When he arrived home from work one day 15 years ago, Tony Wawrzynski’s life was changed forever.

The Arizona home he shared with his girlfriend and 3-year-old son was empty. A baby bed and toys were left behind, but there was no energetic toddler grabbing at his leg.

“She’ll come back. She always does,” Wawrzynski, now 45, told himself.

When he received a phone call last week from a Georgia detective, everything suddenly changed again.

The “Mitch” he had searched for tirelessly for so long was the teenage victim at the center of a horrific abuse case. His Mitch was Mitch Comer, an 18-year-old allegedly locked away inside his home for several years at the hands of his mother and stepfather, and then put on a bus to California. Days after turning 18, Mitch weighed 87 pounds when he was found wandering in a Los Angeles bus station and was stopped by a former security guard, who took him to police.

In an interview Wednesday night with The Atlanta Journal-Constitution, Wawrzynski, who says he is Mitch Comer’s biological father, said until last week he hadn’t heard about a teenager held hostage in his home, deprived of adequate food and medical attention. Now, he can’t hold back the tears when he thinks about the abuse investigators believe his son endured.

Because he was so young when his mother left with him in tow, Mitch may not know anything about his father, Wawrzynski says. But he could never forget the little boy who never wanted to leave his side.

“How much of that he remembers, I don’t know,” Wawrzynski said. “What he’s been through … what he’s been through I can’t imagine he remembers much.”

What Mitch has been through allegedly includes abuse that his mother and stepfather, Sheila and Paul Comer, viewed as punishment for unruly behavior, according to their attorneys. Since their arrests at their rental home near Dallas on Sept. 12, the Comers have remained in the Paulding County jail without bond. On Monday, a grand jury indicted the couple on 10 charges, including seven counts of cruelty to children.

All of the alleged abuse could have been prevented, Wawrzynski says, if Mitch’s mother had returned the boy to him like he asked through letters never answered. It was one of those letters that investigators found in the Comers’ home that led Paulding deputies to Wawrzynski.

But letters weren’t the only way in which Wawrzynski tried for years to find his son. Numerous Internet searches and a private investigator cost money and turned up nothing, he said. Sheila changed her name, and she and Paul moved dozens of times in recent years, investigators have said.

Wawrzynski, an engineer in Reno, Nev., is also the father of two young sons. He says a Paulding investigator plans to have him undergo a DNA test to legally prove he is Mitch’s father. But the same investigator says Mitch is the smaller image of his dad.

Wawrzynski says Paul Comer is no stranger to him, either. He never knew him well, but Wawrzynski said he and Sheila previously worked with Paul Comer in Arizona. But he says he never imagined Comer would become his son’s stepfather.

“It’s been really hard on me, I mean, me and Mitch when he was a baby, we were really close,” Wawrzynski said. “We were inseparable. When Mitch was a baby, I was the one that fed him. I was the one that changed his diapers.”
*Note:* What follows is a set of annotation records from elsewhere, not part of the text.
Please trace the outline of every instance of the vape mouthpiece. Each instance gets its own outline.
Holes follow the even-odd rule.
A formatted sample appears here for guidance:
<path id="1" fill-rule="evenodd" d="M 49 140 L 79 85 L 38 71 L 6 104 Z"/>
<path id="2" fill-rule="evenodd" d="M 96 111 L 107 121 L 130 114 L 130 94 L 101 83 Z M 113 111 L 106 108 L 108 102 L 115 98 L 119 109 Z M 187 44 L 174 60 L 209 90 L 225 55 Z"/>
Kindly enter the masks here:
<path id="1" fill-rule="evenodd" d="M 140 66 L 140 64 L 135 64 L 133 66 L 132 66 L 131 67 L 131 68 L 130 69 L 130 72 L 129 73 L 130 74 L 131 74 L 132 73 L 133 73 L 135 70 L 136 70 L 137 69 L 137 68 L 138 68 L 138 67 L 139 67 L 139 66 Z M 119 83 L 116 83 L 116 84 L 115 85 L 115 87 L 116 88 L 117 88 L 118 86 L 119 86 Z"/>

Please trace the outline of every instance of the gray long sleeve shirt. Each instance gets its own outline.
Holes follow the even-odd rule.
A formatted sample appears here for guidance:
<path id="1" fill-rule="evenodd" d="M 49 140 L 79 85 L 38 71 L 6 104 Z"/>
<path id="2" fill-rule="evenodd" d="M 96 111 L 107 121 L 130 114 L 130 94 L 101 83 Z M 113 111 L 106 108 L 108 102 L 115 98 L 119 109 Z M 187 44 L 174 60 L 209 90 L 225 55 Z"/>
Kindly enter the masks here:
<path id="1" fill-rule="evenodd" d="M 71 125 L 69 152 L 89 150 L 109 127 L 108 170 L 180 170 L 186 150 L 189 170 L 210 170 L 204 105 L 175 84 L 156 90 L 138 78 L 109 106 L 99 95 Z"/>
He isn’t sure yet when he’ll have the opportunity to reunite with Mitch, who is in the care of a family in Paulding County. But he is eager for Mitch to learn how much he has been missed.

Through Facebook, Wawrzynski has found strangers who also want the best for Mitch, and says he’s overwhelmed by others’ desire to help. A fund has been set up at WestSide Bank in Hiram to benefit the teenager. And several in the Paulding community are planning a large fundraiser for Nov. 10 at Taylor Farm Park near Powder Springs.

Wawrzynski said he hopes to make the trip to Georgia to attend the fundraiser. Hopefully then he’ll see the son he’s missed for 15 years.

“I definitely want some time for us to be able to talk and for him to get to know me,” Wawrzynski said. “My hopes are definitely that I’m gonna have my son back.”